Page 1 of 1

Remove CRLF To Reformat Text Files

Posted: Sat Jan 28, 2012 3:20 am
by MilesDadRobin
Hi,

I've searched for hours both in help and this forum but can't find the answer to what I'm sure must be a simple question so sorry if this is an obvious answer.


I have text files which have been hard formatted with lines word-wrapped at a fixed number of characters with a CRLF.

I want to remove the CRLF between words, so the text can flow in longer paragraphs.

So I've tried lots of permutations of finding:

word character - space - CR - LF - word character

and replacing with:

word character - space - word character



I can successfully find the patter, but can't replace.

I've tried loads of variations of:

$1 $5

to replace the word character, then a space, then the last word character, but without the CRLF

each time I get a "$1i is not a valid subexpression"

I'm obviously making a simple mistake, and after all these hours spent searching, would be really grateful for some help?

Thanks,

Robin

Re: Remove CRLF To Reformat Text Files

Posted: Tue Jan 31, 2012 2:42 am
by dfhtextpipe
If you don't have too many files to process, it's a simple task in Notepad++ to select any paragraph and use the Join option in the Edit menu.
The shortcut {Ctrl-J} does this quickly. Visit http://notepad-plus-plus.org/ for details.
Notepad++ is a great editor to have in your system alongside TextPipe - it's what I use to design my filters and test the output files.

With TextPipe, the trick is to know what needs to be kept separate.
It helps if each of the paragraphs to be joined are separated by a blank line.

A TextPipe filter to reformat such paragraphs should not require to make use of any $ variables.
After all, you merely want to replace the CR LF by a single space within successive sections of text.

However, if the EOLs are also splitting words, then the task becomes more complex.

David

Re: Remove CRLF To Reformat Text Files

Posted: Tue Jan 31, 2012 8:39 am
by MilesDadRobin
Hi David,

Thanks for replying. It's a little bit more than just replacing plain CRLFs

I'm looking for:

---------------------
....word
CRLF
word.....
---------------------


where a line was word-wrapped with a hard CRLF, and replace with:

---------------------
...word word...
---------------------


with just a space between.

If I just replace all CRLFs with a space, the entire document just becomes one long unreadable line.

I can find the ...wordCRLFword.... pattern, but just can't find the right syntact to replace the words on either side, with a space in between instead of a CRLF.
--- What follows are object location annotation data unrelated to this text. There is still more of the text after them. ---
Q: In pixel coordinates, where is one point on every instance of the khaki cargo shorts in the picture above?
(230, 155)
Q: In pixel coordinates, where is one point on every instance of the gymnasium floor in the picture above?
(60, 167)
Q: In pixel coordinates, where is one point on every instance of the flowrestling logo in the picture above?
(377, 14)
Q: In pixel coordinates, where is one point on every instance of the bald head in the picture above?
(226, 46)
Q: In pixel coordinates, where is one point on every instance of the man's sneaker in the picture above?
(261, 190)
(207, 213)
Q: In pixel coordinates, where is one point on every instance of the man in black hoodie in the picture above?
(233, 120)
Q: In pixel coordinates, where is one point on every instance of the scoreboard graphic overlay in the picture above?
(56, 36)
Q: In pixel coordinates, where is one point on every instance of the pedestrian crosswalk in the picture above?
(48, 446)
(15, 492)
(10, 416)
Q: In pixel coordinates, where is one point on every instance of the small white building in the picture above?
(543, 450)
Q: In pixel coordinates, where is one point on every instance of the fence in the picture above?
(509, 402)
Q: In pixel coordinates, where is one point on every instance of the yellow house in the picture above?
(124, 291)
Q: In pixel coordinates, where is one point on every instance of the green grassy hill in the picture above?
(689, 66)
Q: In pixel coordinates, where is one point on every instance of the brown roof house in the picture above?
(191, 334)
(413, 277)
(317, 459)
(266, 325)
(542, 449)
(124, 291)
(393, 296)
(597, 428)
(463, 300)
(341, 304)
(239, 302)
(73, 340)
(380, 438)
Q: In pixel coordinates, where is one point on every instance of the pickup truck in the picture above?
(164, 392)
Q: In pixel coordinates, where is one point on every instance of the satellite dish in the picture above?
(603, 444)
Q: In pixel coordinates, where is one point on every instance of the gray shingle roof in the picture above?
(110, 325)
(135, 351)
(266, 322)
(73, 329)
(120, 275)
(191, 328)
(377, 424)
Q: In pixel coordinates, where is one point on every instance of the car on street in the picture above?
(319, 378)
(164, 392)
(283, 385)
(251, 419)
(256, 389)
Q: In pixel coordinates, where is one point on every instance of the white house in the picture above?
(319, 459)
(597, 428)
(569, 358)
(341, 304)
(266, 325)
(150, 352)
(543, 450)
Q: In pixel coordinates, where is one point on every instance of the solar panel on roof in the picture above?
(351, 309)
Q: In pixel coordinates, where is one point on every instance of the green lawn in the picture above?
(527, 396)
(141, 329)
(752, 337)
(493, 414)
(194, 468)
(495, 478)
The Notepad++ hint looks very useful by the way.

Thanks again.

Robin

Re: Remove CRLF To Reformat Text Files

Posted: Tue Jan 31, 2012 4:29 pm
by DataMystic Support
Hi Robin,

Find perl pattern:
(\w) ?\r\n(\w)

Replace with
$1 $2

Where \w means a 'word' character, and ' ?' means to find an optional space at the end of the line.

Re: Remove CRLF To Reformat Text Files

Posted: Wed Feb 01, 2012 7:04 am
by MilesDadRobin
That was exactly what I needed.

Thanks for your help!

Robin